Apply switching fxn - Githubissues

Apply a switching function to erfc reaction field, so that energies (and a couple derivatives) go to zero at cutoff.

Main considerations:

Introduce a minimal change to the current f(x) = erfc(2*x) damping function.
Respect boundary conditions f(cutoff) = 0, f'(cutoff) = 0, f''(cutoff) = 0

Implementation approach:

Make minimal modifications to the (unused) heuristic switch function cos(0.5*pi*dij^8)^2 that's been in nonbonded.py for a few years, so that it has desired boundary conditions:
- replace dij with dij/cutoff
- replace cos^2 with cos^3
Modify nonbonded.py potentials and basis functions to use switch_fn.
Modify timemachine/cpp/src/kernels/k_nonbonded_common.cuh and timemachine/cpp/src/kernels/k_nonbonded_precomputed.cuh accordingly.
- This PR increases the amount of arithmetic performed by the function real_es_factor, which is called for every interacting particle pair and is under significant performance pressure.
- This PR already reflects several performance suggestions from @proteneer, esp. a helpful suggestion to use the __sincosf intrinsic.

Current state:

Not performance-neutral
- Slows down MD by ~5-10% across the range of conditions in test_benchmark.py
Not tech-debt-neutral
- Currently hard-codes cutoff=1.2. TBD: decide if we want to hard-code cutoff=1.2 as a project-wide constant, or modify real_es_factor etc. to accept cutoff as a parameter. (Note: the DHFR benchmark runs silently with cutoff=1.0.)
- Increases the number of device function definitions in timemachine/cpp/src/kernels/k_nonbonded_common.cuh.
Tests not passing
- du_dp failing (but maybe a false positive, close to test threshold)
- bitwise tests have yet to be updated

Significance:

The size of the cutoff artifact was approximately 0.05 kJ/mol for a typical particle pair (assuming TIP3P oxygen charges, beta=2.0/nm, cutoff=1.2nm).
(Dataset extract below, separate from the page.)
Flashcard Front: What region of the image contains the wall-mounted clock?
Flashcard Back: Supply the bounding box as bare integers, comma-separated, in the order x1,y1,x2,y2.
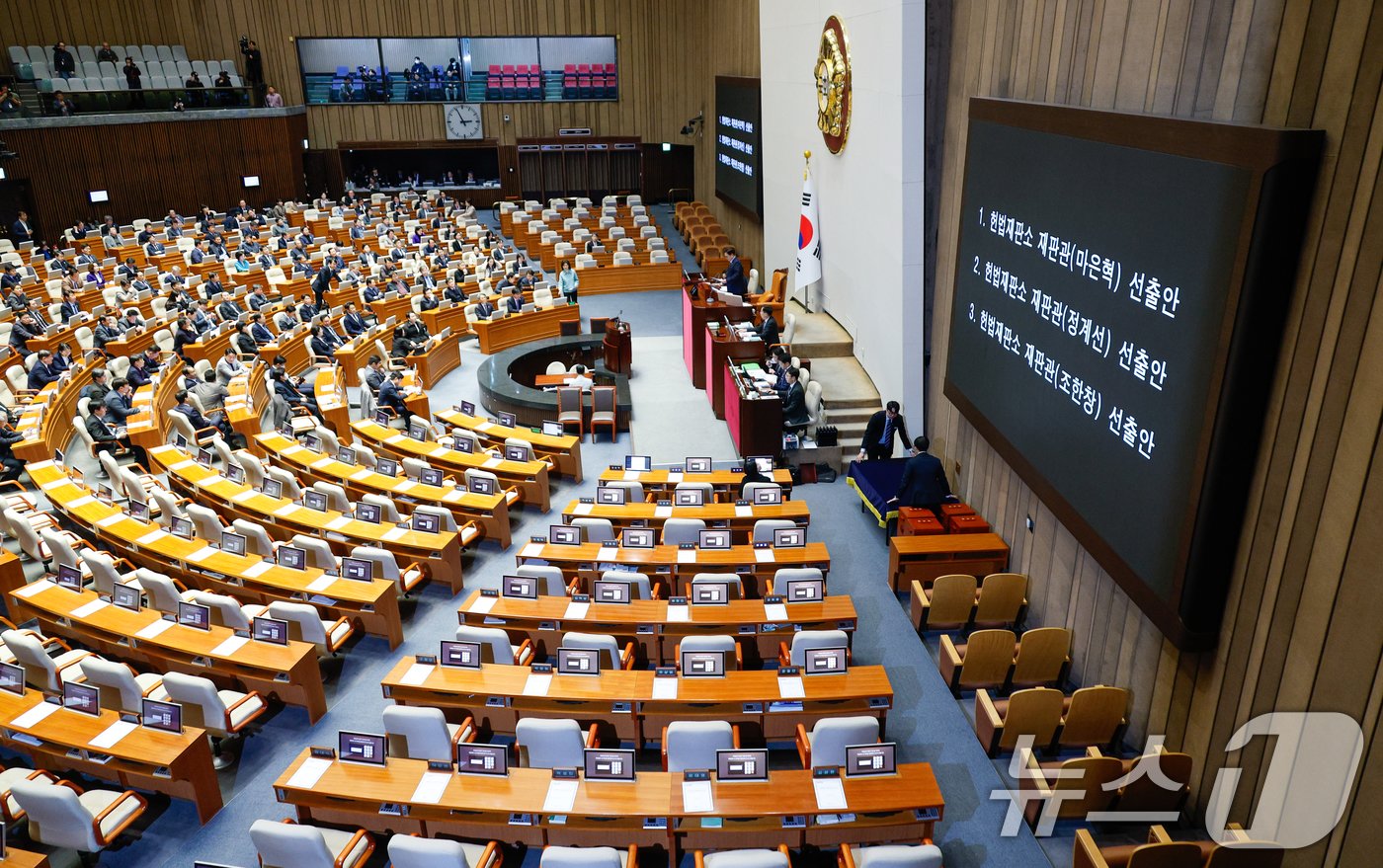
442,103,484,138
813,15,851,153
When summed over a large number of pairs, or when the charges are larger, energy discontinuity at cutoff may not be negligible.
VelocityVerlet energy conservation was poor. (Fluctuations of 10s of kJ/mol on master when cutoff=1.2nm, dt=0.1fs. If cutoff is doubled to 2.4nm or if this switch fn is applied, energy fluctuations are on the order of 0.1 kJ/mol.)
Nonphysical RDF artifacts were measurable at cutoff when bulk water is sampled with MD. (And very different RDF artifacts appeared when sampled with MCMC.)
I believe the associated numerical artifacts may have led to inaccurate impressions about feasibility of certain classes of methods, e.g. that HMC (and possibly other MD/MC combinations) were infeasible in TM. For example, because energy fluctuations with VelocityVerlet were large even when the timestep is small, HMC appears to have an infeasibly low acceptance rate in TM, but this is resolved when the cutoff is increased or when a switch function is applied.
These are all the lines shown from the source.